Her aunt Eunice accompanied her.
"George Ramsey goes over to Westbridge on the trolley," said Eunice, as they jolted along--the cars were very well equipped, but the road was rough--"and I shouldn't wonder if he was on our car coming back."
Maria colored quickly and looked out of the window. The cars were constructed like those on steam railroads, with seats facing towards the front, and Maria's aunt had insisted upon her sitting next to the window because the view was in a measure new to her. She had not been over the road many times since she had come to Amity. She stared out at the trimly kept country road, lined with cheap Queen Anne houses and the older type of New England cottages and square frame houses, and it all looked strange to her after the red soil and the lapse towards Southern ease and shiftlessness of New Jersey. But nothing that she looked upon was as strange as the change in her own heart.
Maria, from being of an emotional nature, had many times considered herself as being in love, young as she was, but this was different.
When her aunt Eunice spoke of George Ramsey she felt a rigid shiver from head to foot. It seemed to her that she could not see him nor speak to him, that she could not return to Amity on the same car. She made no reply at first to her aunt's remark, but finally she said, in a faint voice, that she supposed Mr. Ramsey came home after bank hours at three o'clock.
"He comes home a good deal later than that, as a general thing," said Eunice. "Oftener than not I see him get off the car at six o'clock. I guess he stays and works after bank hours. George Ramsey is a worker, if there ever was one. He's a real likely young man."
Maria felt Eunice's eyes upon her, and realized that she was thinking, as her aunt Maria had done, that George Ramsey would be a good match for her. A sort of desperation seized upon her.
"I don't know what you mean by likely," Maria said, impertinently, in her shame and defiance.
"Don't know what I mean by likely?"
"No, I don't.
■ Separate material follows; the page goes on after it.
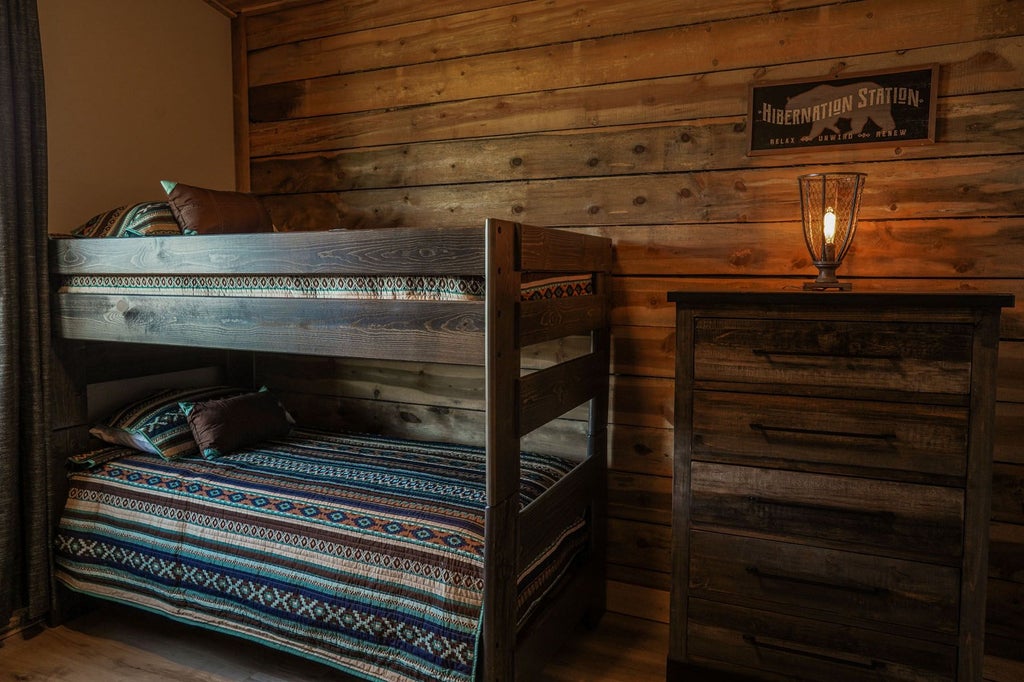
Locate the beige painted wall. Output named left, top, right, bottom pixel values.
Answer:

People in New Jersey don't say likely."
"Why, I mean he is a good young man, and likely to turn out well,"
responded Eunice, rather helplessly. She was a very gentle woman, and had all her life been more or less intimidated by her husband's and sister-in-laws' more strenuous natures; and, if the truth were told, she stood in a little awe of this blooming young niece, with her self-possession and clothes of the New York fashion.
"I don't see why he is more _likely_, as you call it, than any other young man," Maria returned, pitilessly. "I should call him a very ordinary young man."
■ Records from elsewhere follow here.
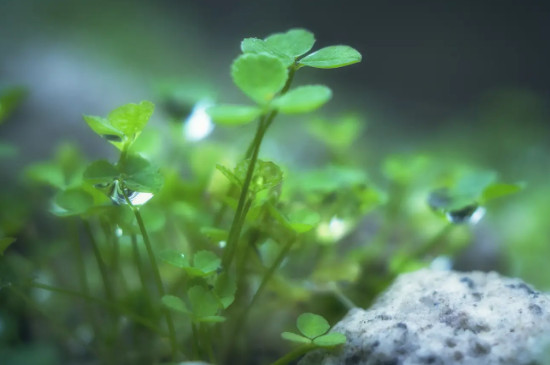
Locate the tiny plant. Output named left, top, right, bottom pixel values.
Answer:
left=0, top=29, right=521, bottom=365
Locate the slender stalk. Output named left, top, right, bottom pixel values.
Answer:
left=83, top=220, right=115, bottom=303
left=237, top=238, right=296, bottom=328
left=29, top=282, right=166, bottom=336
left=8, top=285, right=100, bottom=358
left=131, top=234, right=151, bottom=308
left=270, top=345, right=316, bottom=365
left=130, top=205, right=177, bottom=360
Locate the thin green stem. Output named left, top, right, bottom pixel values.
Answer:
left=130, top=234, right=151, bottom=308
left=130, top=205, right=177, bottom=360
left=270, top=345, right=316, bottom=365
left=83, top=221, right=115, bottom=303
left=29, top=282, right=166, bottom=336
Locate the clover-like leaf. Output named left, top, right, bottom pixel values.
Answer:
left=231, top=53, right=288, bottom=105
left=161, top=295, right=189, bottom=314
left=313, top=332, right=346, bottom=347
left=281, top=332, right=311, bottom=344
left=234, top=159, right=283, bottom=193
left=241, top=38, right=294, bottom=67
left=84, top=160, right=119, bottom=184
left=187, top=285, right=219, bottom=321
left=296, top=313, right=330, bottom=339
left=481, top=183, right=523, bottom=204
left=299, top=45, right=361, bottom=68
left=52, top=188, right=94, bottom=216
left=265, top=29, right=315, bottom=58
left=273, top=85, right=332, bottom=114
left=107, top=101, right=155, bottom=139
left=206, top=104, right=262, bottom=125
left=118, top=155, right=164, bottom=194
left=0, top=237, right=15, bottom=256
"He isn't called so generally," Eunice said, feebly.
They were about half an hour reaching Westbridge. Eunice by that time had plucked up a little spirit. She reflected that Maria knew almost nothing about the shopping district, and she herself had shopped there all her life since she had been of shopping age. Eunice had a great respect for the Westbridge stores, and considered them distinctly superior to those of Boston. She was horrified when Maria observed, shortly before they got off the car, that she supposed they could have done much better in Boston.
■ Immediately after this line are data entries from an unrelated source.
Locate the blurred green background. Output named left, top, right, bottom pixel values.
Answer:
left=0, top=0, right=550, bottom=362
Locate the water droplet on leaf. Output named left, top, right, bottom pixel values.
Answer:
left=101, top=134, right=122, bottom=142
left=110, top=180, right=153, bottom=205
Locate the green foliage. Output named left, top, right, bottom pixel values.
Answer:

"I guess you will find that Adams & Wood's is as good a store as any you could go to in New York," said Eunice. "Then there is the Boston Store, too, and Collins & Green's. All of them are very good, and they have a good a.s.sortment. Hardly anybody in Amity goes anywhere else shopping, they think the Westbridge stores so much better."
"Of course it is cheaper to come here," said Maria, as they got off the car in front of Adams & Wood's.
"That isn't the reason," said Eunice, eagerly. "Why, Mrs. Judge Saunders buys 'most everything here; says she can do enough sight better than she can anywhere else."
"If the dress Mrs. Saunders had on at the church supper was a sample, she dresses like a perfect guy," said Maria, as they entered the store, with its two pretentious show-windows filled with waxen ladies dressed in the height of the fashion, standing in the midst of symmetrically arranged handkerchiefs and rugs.